James Fenimore Cooper: The Deerslayer

32. Chapter XXXII (continued)

"Deerslayer," she said, after a considerable pause, "this is not a moment for affectation, deception, or a want of frankness of any sort. Here, over my mother's grave, and over the grave of truth-loving, truth-telling Hetty, everything like unfair dealing seems to be out of place. I will, therefore, speak to you without any reserve, and without any dread of being misunderstood. You are not an acquaintance of a week, but it appears to me as if I had known you for years. So much, and so much that is important has taken place, within that short time, that the sorrows, and dangers, and escapes of a whole life have been crowded into a few days, and they who have suffered and acted together in such scenes, ought not to feel like strangers. I know that what I am about to say might be misunderstood by most men, but I hope for a generous construction of my course from you. We are not here, dwelling among the arts and deceptions of the settlements, but young people who have no occasion to deceive each other, in any manner or form. I hope I make myself understood?"
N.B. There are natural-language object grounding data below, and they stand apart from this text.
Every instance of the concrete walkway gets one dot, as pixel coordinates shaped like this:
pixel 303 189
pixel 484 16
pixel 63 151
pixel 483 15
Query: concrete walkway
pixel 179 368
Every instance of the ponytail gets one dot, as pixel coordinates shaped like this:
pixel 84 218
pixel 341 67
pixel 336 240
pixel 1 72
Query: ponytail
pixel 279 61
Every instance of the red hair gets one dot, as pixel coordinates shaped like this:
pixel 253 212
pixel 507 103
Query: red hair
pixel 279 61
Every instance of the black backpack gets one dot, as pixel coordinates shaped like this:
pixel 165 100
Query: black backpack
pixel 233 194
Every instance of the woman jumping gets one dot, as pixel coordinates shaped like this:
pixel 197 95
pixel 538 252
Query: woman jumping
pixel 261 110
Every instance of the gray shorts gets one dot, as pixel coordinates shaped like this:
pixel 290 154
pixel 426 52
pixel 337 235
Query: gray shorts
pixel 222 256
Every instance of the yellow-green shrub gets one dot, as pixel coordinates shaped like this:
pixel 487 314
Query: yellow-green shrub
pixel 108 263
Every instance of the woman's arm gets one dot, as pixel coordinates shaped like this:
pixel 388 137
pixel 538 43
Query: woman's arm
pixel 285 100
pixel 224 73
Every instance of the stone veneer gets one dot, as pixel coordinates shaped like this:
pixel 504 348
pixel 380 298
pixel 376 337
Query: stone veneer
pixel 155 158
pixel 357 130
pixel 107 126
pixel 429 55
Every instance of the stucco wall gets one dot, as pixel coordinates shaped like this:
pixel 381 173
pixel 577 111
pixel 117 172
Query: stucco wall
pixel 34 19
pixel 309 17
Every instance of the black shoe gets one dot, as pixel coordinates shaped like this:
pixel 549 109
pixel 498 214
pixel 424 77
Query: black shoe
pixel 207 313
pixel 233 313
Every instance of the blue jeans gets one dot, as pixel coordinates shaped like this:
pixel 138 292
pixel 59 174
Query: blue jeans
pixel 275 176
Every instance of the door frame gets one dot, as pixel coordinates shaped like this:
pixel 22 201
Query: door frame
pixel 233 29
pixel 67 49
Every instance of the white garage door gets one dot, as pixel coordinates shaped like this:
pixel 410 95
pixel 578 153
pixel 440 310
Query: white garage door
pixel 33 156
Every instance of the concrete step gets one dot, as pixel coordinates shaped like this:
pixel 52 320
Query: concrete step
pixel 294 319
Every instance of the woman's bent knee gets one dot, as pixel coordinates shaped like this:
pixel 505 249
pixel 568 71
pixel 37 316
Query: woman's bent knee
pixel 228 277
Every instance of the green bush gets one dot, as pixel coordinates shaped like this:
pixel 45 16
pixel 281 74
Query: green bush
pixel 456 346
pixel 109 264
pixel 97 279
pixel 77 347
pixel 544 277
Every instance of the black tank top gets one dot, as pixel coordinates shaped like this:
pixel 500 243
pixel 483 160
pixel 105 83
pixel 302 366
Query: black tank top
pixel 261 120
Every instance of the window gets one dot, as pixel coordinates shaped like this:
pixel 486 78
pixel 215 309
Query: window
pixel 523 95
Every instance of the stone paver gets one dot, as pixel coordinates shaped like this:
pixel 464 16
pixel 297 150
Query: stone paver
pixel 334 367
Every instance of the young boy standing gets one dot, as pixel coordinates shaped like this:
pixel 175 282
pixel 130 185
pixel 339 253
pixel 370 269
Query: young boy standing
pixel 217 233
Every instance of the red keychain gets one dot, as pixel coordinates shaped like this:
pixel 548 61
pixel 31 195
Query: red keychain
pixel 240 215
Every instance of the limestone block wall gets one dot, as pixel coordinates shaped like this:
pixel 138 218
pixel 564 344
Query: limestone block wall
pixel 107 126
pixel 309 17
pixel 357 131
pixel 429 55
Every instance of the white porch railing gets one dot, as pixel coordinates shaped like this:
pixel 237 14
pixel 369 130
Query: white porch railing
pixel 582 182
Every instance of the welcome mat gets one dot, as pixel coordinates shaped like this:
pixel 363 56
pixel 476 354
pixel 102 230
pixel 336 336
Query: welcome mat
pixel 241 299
"Sartain, Judith; few convarse better than yourself, and none more agreeable, like. Your words are as pleasant as your looks."

"It is the manner in which you have so often praised those looks, that gives me courage to proceed. Still, Deerslayer, it is not easy for one of my sex and years to forget all her lessons of infancy, all her habits, and her natural diffidence, and say openly what her heart feels!"
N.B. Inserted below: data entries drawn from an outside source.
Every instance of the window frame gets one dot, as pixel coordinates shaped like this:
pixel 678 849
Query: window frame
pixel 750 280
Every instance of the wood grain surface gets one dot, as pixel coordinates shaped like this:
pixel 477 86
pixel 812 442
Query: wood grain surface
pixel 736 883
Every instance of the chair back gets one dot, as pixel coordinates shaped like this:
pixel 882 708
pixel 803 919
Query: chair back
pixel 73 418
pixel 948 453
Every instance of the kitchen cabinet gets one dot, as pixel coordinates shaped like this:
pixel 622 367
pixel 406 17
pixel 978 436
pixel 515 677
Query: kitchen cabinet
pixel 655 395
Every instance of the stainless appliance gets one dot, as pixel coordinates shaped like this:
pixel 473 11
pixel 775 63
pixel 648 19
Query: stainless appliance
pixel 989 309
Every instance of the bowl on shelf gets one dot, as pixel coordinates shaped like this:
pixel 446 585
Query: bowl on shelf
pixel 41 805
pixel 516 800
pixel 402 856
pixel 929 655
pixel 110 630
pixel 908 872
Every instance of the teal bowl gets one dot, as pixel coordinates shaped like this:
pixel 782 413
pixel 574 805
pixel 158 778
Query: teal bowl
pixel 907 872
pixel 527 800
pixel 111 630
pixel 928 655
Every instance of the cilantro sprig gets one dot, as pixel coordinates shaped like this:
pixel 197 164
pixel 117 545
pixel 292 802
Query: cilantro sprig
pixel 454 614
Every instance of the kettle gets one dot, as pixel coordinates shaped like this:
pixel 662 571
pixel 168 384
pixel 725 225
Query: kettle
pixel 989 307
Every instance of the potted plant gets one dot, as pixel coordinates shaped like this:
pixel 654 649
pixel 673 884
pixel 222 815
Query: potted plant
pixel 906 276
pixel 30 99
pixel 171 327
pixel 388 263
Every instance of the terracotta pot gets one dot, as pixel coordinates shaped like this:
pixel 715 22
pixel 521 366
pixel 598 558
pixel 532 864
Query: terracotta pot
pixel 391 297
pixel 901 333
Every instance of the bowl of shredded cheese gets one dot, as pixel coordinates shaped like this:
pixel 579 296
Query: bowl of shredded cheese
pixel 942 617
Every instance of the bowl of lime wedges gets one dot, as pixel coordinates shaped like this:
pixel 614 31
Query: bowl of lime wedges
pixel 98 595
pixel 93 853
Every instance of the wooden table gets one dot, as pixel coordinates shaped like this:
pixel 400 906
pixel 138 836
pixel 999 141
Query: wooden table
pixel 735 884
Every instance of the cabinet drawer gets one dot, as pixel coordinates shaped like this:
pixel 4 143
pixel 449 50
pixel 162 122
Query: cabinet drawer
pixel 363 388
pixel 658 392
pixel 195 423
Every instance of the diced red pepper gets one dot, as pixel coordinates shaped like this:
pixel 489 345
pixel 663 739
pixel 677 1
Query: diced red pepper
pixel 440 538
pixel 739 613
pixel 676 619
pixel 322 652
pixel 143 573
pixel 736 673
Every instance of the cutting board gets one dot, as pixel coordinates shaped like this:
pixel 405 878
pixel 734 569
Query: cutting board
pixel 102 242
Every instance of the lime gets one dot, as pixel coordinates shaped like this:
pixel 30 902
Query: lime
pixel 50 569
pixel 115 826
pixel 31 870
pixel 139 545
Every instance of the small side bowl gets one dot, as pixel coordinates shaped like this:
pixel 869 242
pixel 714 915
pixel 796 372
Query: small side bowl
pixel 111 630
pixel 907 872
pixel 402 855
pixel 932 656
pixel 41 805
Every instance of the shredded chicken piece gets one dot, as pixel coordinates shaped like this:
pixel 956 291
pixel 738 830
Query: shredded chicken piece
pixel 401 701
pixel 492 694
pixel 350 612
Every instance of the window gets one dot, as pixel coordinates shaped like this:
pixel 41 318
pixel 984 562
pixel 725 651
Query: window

"Why not, Judith? Why shouldn't women as well as men deal fairly and honestly by their fellow creatur's? I see no reason why you should not speak as plainly as myself, when there is any thing ra'ally important to be said."
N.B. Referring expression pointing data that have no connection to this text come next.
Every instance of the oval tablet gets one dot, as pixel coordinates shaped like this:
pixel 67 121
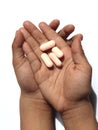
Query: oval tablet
pixel 57 52
pixel 48 45
pixel 46 60
pixel 55 59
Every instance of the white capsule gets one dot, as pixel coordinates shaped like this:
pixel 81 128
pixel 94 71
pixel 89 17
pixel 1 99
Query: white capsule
pixel 46 60
pixel 48 45
pixel 55 59
pixel 57 52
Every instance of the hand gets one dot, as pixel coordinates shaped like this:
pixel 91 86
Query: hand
pixel 21 64
pixel 62 87
pixel 32 102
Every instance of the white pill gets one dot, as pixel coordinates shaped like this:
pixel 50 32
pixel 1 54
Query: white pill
pixel 55 59
pixel 57 52
pixel 46 60
pixel 48 45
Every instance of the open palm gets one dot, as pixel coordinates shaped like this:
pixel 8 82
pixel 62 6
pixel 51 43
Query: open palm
pixel 60 86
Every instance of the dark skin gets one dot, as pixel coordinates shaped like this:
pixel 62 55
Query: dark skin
pixel 30 92
pixel 66 88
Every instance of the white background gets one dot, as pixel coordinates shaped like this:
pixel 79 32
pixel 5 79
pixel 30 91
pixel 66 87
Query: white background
pixel 83 14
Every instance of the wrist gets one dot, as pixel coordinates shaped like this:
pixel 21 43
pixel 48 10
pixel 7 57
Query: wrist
pixel 80 117
pixel 35 113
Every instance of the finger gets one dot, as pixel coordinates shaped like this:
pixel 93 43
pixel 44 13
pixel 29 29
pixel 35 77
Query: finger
pixel 54 24
pixel 32 57
pixel 52 35
pixel 69 41
pixel 66 31
pixel 31 41
pixel 35 32
pixel 17 47
pixel 77 50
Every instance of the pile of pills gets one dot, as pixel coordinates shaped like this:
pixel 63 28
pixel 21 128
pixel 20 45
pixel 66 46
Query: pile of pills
pixel 54 56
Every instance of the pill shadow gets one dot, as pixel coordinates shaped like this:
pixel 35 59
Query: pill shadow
pixel 93 100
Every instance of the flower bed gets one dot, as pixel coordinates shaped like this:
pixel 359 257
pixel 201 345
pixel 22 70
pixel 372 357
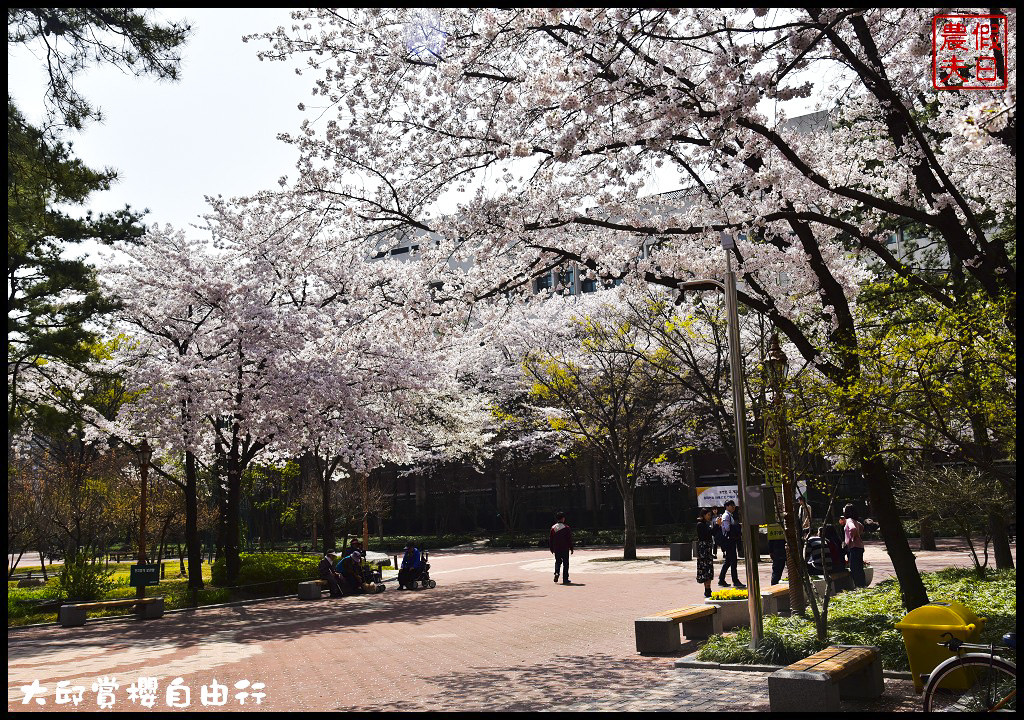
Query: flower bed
pixel 868 616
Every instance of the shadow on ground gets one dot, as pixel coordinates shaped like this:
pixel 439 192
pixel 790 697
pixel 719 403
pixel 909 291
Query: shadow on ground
pixel 284 619
pixel 557 683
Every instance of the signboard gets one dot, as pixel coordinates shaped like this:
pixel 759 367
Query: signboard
pixel 717 496
pixel 143 575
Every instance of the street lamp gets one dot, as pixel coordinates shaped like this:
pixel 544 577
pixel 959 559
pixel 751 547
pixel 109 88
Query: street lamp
pixel 739 416
pixel 778 369
pixel 144 454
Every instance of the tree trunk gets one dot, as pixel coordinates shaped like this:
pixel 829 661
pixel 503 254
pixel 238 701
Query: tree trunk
pixel 927 534
pixel 629 518
pixel 232 526
pixel 881 493
pixel 194 546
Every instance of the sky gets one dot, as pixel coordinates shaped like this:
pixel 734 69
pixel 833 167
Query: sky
pixel 213 132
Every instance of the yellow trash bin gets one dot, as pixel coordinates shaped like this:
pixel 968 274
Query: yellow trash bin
pixel 924 629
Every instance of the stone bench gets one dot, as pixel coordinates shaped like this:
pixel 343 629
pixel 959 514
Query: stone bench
pixel 817 683
pixel 72 615
pixel 659 633
pixel 775 600
pixel 310 589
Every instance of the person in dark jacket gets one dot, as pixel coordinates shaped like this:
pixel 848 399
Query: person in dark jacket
pixel 349 568
pixel 329 576
pixel 560 544
pixel 706 565
pixel 412 563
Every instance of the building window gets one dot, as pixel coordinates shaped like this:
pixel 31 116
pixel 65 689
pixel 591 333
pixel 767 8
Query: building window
pixel 543 282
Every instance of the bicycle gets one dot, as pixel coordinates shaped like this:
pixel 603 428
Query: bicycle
pixel 975 681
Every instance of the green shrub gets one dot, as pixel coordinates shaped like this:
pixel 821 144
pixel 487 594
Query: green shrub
pixel 267 567
pixel 82 580
pixel 868 617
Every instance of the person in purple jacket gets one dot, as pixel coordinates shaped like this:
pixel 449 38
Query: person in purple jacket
pixel 560 545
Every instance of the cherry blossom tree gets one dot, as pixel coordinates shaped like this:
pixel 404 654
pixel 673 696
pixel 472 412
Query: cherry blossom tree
pixel 549 124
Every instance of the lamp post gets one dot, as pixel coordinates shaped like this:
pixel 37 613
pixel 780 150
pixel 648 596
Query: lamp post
pixel 739 416
pixel 778 368
pixel 144 453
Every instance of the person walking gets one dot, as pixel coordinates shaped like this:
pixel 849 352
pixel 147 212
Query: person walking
pixel 854 545
pixel 730 534
pixel 776 551
pixel 706 546
pixel 804 517
pixel 560 544
pixel 329 576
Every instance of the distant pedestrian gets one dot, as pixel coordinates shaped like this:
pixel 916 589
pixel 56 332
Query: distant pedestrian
pixel 776 551
pixel 329 576
pixel 730 535
pixel 854 545
pixel 716 531
pixel 560 544
pixel 706 546
pixel 805 517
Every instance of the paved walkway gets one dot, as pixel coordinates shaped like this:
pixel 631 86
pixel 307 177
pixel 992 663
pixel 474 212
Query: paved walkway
pixel 496 634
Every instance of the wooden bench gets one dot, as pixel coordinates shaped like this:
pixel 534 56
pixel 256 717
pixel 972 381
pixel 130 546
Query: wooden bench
pixel 659 633
pixel 775 600
pixel 72 615
pixel 817 683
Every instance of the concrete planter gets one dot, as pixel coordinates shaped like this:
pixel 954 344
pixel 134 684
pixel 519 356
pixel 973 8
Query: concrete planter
pixel 733 612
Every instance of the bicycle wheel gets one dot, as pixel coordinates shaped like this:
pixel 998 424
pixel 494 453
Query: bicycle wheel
pixel 975 683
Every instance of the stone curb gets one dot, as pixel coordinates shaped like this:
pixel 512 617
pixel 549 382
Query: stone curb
pixel 129 619
pixel 691 662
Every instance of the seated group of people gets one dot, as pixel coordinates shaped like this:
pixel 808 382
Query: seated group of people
pixel 348 577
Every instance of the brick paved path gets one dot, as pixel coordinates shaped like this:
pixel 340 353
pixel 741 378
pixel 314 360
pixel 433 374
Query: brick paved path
pixel 496 634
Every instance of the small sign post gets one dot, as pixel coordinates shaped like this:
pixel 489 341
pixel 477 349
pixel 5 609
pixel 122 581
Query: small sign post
pixel 143 575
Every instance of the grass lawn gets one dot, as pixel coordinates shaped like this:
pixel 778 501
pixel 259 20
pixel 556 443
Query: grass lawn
pixel 262 575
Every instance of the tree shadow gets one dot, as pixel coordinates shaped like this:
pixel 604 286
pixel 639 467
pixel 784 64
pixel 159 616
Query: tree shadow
pixel 288 619
pixel 556 683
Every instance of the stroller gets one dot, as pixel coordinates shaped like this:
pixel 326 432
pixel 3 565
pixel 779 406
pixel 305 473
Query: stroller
pixel 419 578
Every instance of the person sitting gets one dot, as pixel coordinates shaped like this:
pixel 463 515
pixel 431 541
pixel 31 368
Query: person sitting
pixel 329 575
pixel 349 568
pixel 412 565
This indomitable diffidence, which still prevented the young man from suspecting the truth, would have completely discouraged the girl, had not her whole soul, as well as her whole heart, been set upon making a desperate effort to rescue herself from a future that she dreaded with a horror as vivid as the distinctness with which she fancied she foresaw it. This motive, however, raised her above all common considerations, and she persevered even to her own surprise, if not to her great confusion.